After the harmonous first minutes, only a few musicians continued to follow the conductor’s lead. The others seemed to play only when they felt like it, or they played a completely different tune. A violinist sauntered out in front and tried to perform a piece he had written himself. A trombonist broke into a jazz number. Chaos reigned. The audience sat for several minutes in stunned silence, then walked out in disbelief.
Fortunately, the situation described above is fictitious. Skilled musicians who agree to play in an orchestra simply do not behave that way. They sign on with the agreement that they will follow the conductor’s lead. They are part of a symphony, not soloist who just happened to be playing at the same time.

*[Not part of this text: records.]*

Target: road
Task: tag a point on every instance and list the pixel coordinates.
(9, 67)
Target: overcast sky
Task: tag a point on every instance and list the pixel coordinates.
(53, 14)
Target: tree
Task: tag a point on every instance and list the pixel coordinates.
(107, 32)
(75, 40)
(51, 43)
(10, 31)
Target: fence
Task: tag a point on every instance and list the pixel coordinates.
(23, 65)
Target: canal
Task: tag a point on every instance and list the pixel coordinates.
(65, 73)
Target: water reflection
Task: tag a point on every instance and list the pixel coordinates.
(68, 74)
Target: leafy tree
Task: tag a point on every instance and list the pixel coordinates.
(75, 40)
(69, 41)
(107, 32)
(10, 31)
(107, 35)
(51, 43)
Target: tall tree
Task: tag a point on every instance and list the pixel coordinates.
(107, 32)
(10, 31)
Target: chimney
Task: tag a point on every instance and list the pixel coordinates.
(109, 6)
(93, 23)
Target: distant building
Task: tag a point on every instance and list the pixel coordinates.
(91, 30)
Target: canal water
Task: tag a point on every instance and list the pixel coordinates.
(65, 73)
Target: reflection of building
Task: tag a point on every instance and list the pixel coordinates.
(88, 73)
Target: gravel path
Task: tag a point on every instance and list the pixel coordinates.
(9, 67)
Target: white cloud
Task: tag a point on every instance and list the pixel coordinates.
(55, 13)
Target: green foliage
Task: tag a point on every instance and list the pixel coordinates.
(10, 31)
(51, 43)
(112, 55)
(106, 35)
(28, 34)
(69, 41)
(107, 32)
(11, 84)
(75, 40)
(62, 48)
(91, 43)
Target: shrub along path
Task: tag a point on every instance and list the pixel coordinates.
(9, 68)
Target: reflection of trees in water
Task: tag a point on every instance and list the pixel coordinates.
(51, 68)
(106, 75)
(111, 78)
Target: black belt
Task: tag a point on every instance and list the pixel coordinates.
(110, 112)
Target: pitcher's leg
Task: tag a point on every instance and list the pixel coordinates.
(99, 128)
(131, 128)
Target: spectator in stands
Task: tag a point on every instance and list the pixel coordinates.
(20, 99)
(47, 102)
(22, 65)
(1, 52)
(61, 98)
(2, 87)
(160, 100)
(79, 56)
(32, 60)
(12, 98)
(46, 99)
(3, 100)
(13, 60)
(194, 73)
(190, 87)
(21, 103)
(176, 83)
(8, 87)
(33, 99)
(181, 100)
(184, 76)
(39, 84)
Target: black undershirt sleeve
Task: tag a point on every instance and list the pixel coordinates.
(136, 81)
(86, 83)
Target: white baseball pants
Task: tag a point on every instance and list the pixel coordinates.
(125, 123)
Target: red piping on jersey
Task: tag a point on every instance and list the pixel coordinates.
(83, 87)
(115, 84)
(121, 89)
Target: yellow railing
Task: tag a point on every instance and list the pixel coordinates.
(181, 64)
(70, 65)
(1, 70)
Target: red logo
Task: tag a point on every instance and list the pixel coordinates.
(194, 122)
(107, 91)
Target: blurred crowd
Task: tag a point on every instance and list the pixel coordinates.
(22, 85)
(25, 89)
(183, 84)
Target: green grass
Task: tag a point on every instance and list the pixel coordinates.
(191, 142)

Unfortunately, we who have declared ourselves to be followers of Christ can behave as the members of that imaginary orchestra did. We may not like to think so, but we all have a tendency to want to direct our own lives. We tend to focus on self-survival and self-promotion, and we think we are wise enough and strong enought o take care of ourselves, Our goals tkae on greater importance abd urgency than God’s goals for us. And again, though we would be reluctant to admit it to anyone, we act as if God is supposed to help us get what we want out of life. This can happen even when we knew the truths expressed in the Bible.

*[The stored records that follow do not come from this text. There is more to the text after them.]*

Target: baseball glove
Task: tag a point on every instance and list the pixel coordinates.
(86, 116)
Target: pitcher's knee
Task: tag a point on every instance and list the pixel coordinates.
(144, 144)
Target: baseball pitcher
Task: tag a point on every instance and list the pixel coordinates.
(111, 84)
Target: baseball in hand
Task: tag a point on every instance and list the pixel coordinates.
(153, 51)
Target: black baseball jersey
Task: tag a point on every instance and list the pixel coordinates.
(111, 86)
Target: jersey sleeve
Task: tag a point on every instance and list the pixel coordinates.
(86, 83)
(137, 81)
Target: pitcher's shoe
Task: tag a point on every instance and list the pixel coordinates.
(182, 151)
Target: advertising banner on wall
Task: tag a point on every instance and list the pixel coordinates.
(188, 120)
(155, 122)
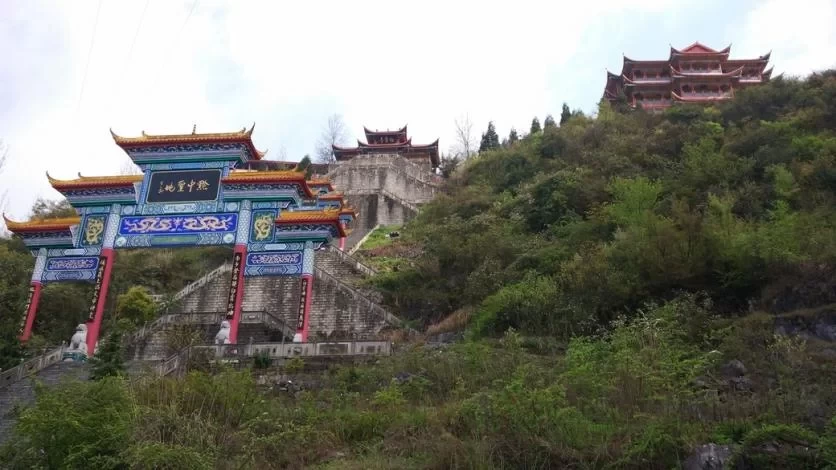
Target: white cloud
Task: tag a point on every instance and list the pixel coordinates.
(288, 65)
(799, 33)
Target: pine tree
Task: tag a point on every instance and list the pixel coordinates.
(490, 139)
(513, 137)
(108, 360)
(565, 114)
(535, 125)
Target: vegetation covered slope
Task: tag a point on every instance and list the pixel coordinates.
(562, 231)
(611, 266)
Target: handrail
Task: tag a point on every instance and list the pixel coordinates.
(147, 328)
(282, 350)
(31, 367)
(363, 240)
(347, 258)
(387, 317)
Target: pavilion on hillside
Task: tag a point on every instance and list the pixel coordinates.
(390, 142)
(696, 74)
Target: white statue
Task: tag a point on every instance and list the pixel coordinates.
(223, 335)
(79, 340)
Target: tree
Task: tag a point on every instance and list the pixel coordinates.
(465, 140)
(47, 209)
(305, 165)
(513, 137)
(136, 305)
(490, 139)
(535, 126)
(448, 165)
(334, 133)
(108, 361)
(565, 114)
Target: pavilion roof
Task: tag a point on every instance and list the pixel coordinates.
(325, 216)
(369, 132)
(243, 136)
(321, 182)
(698, 49)
(406, 143)
(94, 181)
(675, 73)
(42, 225)
(277, 176)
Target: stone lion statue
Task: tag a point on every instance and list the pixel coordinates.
(223, 334)
(79, 340)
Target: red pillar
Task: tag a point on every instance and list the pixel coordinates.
(304, 317)
(94, 320)
(31, 310)
(236, 292)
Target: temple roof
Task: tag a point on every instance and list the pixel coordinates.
(406, 143)
(321, 182)
(369, 132)
(94, 181)
(331, 196)
(699, 48)
(244, 176)
(328, 216)
(41, 225)
(675, 73)
(325, 215)
(276, 175)
(242, 136)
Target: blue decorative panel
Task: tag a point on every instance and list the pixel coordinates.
(162, 240)
(307, 231)
(172, 186)
(275, 246)
(71, 263)
(137, 225)
(274, 263)
(263, 225)
(58, 276)
(87, 251)
(93, 233)
(189, 208)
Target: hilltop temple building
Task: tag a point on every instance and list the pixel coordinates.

Although we are thankful for what Christ did for us in the cross, and we gladly accepted His offer of forgiveness and eternal life, we may have gotten distracted. We may have forgotten that as a part of His “symphony” subjects of His kingdom and members in His church – we are to submit in His direction of our lives. He is the Conductor, the Head, the King whom we serve. Doing what He wants us to do is what our new life is all about. He longs to lead us through a life that will demonstrate to a watching “audience” the unbelieving world around us, that we know what it means to be His people. He wants us to demonstrate the validity of our profession of faith.”
Today, as I start reflecting on the years that I have been with the community (21 years), it dawn on me that the 19 years of this active membership was done as a servant in the community. I have experienced hurt, frustrations and even thought of leaving the community during my service as a leader. Just like most of us, we want to have our service in our own way that we always question our leaders on what they are doing instead of giving them support and help them in their spiritual growth.
My wife and I survived the trials in our life because we understand what the Lord wants us to do in our service for Him. To understand that what we are doing is for His greater good and glory.
Brothers and Sisters, in our walk with the Lord in our community, are we like the members of that orchestra? Doing what we want rather than what the Lord, our conductor, wants us to do?
As Dietrich Bonheotter had said, “Only he who believes is obedient; only he who obedient believes”.